If my father knew everyone who came into his store, everyone knew Uncle Dan when he stepped out onto the street. But there was a difference. On our way to his Buick, which he kept garaged a few blocks away, on Neptune Avenue—I cannot remember whether it was the first or the second day of my visit, for by now everything has blended into a generalized memory of that liberating week, as if the revolution I was experiencing was far more than the sum of its insurrectionary incidents—we were suddenly stopped by a pleading woman.
“Doctor, doctor!” she cried, gasping for breath, holding out her empty reddened hands as though she were extending something precious and hot, like a freshly baked cake. It occurred to me that if she had been carrying something, anything, even a little purse, in those swollen hands, she wouldn’t have looked so wild.
“Let’s take it easy,” my uncle said. He addressed her by some Polish or Slavic name. “Is it your husband? Casper?”
She nodded, trotting alongside us as we approached the car. “He beat up on Mrs. Polanyi. He knock her down, he try to kill her.”
“I warned you it was going to happen, didn’t I?”
“What I can do? I can send him away? How we going to eat?”
“Well, now you’ll have to do it. No two ways.” He held open the front door of the car. “Hop in.”
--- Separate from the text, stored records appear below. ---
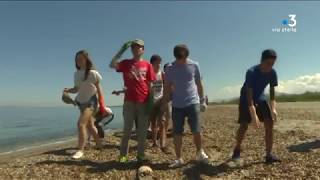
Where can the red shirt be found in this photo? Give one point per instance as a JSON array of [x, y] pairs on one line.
[[137, 76]]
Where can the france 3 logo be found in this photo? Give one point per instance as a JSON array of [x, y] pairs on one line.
[[288, 25]]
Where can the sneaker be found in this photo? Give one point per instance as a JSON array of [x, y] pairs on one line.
[[165, 150], [236, 155], [77, 155], [202, 157], [123, 159], [177, 163], [271, 159]]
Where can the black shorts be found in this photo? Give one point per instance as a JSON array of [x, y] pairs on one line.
[[262, 109]]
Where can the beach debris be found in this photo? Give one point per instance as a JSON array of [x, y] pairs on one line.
[[145, 171]]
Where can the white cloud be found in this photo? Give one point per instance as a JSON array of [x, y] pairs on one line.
[[295, 86], [300, 84]]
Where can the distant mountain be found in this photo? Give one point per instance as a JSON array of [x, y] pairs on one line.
[[281, 97]]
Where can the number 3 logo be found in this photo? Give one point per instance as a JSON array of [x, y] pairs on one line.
[[293, 21]]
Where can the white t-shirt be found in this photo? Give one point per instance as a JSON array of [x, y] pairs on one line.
[[87, 88], [158, 86]]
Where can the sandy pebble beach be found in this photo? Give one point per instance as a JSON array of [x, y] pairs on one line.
[[296, 136]]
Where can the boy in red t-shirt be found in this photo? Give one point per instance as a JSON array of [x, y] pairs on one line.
[[137, 76]]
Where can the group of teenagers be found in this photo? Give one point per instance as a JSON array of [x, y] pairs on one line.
[[176, 93]]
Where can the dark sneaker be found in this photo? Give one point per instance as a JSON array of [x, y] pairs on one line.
[[272, 159], [236, 155], [123, 159]]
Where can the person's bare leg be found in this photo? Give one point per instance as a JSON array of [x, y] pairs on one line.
[[154, 130], [82, 127], [177, 145], [197, 141], [94, 132], [268, 124], [240, 135], [163, 132]]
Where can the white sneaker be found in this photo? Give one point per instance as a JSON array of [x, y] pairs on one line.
[[177, 163], [202, 157], [77, 155]]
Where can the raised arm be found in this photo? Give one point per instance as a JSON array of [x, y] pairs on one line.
[[115, 60]]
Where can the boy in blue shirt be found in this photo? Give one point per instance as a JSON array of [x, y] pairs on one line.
[[253, 104]]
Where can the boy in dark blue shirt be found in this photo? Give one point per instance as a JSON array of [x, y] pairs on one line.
[[253, 104]]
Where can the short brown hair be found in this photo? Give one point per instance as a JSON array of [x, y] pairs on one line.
[[180, 51]]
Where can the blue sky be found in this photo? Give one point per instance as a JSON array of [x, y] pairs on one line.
[[38, 41]]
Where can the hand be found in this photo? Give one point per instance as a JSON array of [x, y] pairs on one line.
[[203, 107], [274, 115], [126, 45]]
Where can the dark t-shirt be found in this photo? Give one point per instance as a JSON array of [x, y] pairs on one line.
[[257, 81]]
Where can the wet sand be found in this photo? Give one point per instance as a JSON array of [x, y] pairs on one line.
[[297, 143]]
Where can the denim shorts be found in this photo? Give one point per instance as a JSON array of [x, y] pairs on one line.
[[92, 103], [192, 113]]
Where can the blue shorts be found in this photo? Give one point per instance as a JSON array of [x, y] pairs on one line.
[[192, 113], [92, 103], [262, 109]]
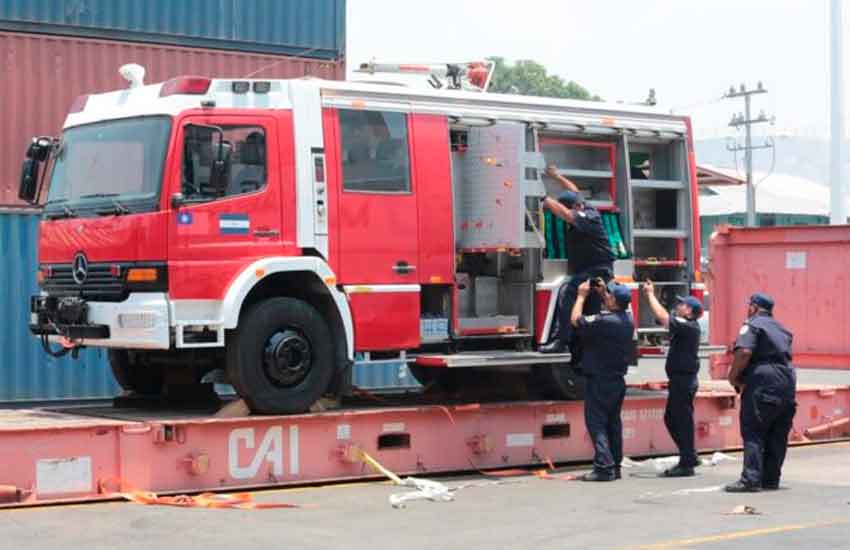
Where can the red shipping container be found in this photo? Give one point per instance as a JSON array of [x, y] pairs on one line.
[[806, 269], [42, 75]]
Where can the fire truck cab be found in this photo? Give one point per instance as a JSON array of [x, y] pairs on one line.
[[274, 229]]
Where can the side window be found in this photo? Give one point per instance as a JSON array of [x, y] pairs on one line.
[[247, 170], [375, 155]]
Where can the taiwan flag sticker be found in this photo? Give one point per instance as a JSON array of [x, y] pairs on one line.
[[234, 224]]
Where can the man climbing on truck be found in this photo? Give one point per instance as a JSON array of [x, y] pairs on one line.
[[590, 257]]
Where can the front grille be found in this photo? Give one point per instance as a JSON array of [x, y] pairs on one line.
[[100, 284]]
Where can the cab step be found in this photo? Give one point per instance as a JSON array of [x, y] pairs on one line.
[[489, 359]]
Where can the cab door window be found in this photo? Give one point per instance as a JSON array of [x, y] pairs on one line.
[[375, 151], [246, 151]]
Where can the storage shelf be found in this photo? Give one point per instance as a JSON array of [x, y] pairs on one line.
[[575, 173], [658, 184], [603, 205], [659, 233]]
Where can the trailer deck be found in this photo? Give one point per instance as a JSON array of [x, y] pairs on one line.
[[86, 453]]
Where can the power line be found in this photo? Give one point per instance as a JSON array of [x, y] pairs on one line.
[[746, 120]]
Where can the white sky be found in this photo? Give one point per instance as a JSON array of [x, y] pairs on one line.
[[690, 51]]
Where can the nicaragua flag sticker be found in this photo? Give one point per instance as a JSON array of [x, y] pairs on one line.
[[234, 224]]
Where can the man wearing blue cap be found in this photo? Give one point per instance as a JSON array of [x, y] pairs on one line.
[[761, 370], [590, 257], [607, 339], [682, 368]]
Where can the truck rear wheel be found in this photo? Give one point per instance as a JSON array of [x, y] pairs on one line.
[[280, 360], [558, 382], [135, 375]]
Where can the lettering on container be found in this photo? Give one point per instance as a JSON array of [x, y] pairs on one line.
[[795, 260], [343, 431], [63, 475], [243, 462], [519, 440]]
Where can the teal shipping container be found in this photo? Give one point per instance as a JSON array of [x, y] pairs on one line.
[[306, 28]]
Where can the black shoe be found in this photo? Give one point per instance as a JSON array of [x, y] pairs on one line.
[[598, 476], [553, 347], [678, 471], [742, 487]]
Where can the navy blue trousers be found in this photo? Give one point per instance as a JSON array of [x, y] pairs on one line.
[[679, 416], [602, 405]]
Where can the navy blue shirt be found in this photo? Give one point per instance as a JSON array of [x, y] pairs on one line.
[[683, 355], [607, 339], [587, 241], [769, 367]]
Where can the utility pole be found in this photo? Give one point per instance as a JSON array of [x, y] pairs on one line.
[[837, 204], [747, 121]]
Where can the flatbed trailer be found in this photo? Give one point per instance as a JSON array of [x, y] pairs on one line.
[[90, 453]]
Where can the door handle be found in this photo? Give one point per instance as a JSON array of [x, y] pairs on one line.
[[403, 268]]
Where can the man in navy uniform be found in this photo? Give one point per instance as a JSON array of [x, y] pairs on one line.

She shook her head vigorously. What was this? Why wouldn’t she get in? My heart thumping, I stared at the frightened woman, who stood there with her chest heaving, refusing to sit in the front seat.
But Uncle Dan understood. With a sigh he yanked open the rear door. “OK, let’s not waste time.”
She crawled into the back, and as I settled myself beside my uncle, he muttered, “She thinks it’s not polite to sit up front next to the doctor. It’s a wonder she’ll ride with us at all.”
In a few minutes we had pulled up in front of her house, a redbrick tenement indistinguishable from all the others on the block except for the crowd gathered before it. Uncle Dan leaned on the horn with one hand to clear the way as he reached back with the other for his satchel. “Come on, Clara,” he said to the woman, who had been crouched on the edge of the seat as if afraid that she might soil it, “we’ll go take care of Mrs. Polanyi. Charley boy, you keep an eye on the car.”
I couldn’t just sit there on that baking Brooklyn street, not with the neighborhood kids staring at me. So I got out and thrust myself into the crowd.
In its midst a girl of about my age, one of her twin braids half unwound, was crying against the bosom of a gray-haired woman.
“What happened?” I asked boldly.
A boy answered wisely, “It was her mother.” “Huh muddah” was the way he pronounced it, and it took me a second or two to understand. “The nut stomped on huh. He’s a real nut. You the doctor’s son?”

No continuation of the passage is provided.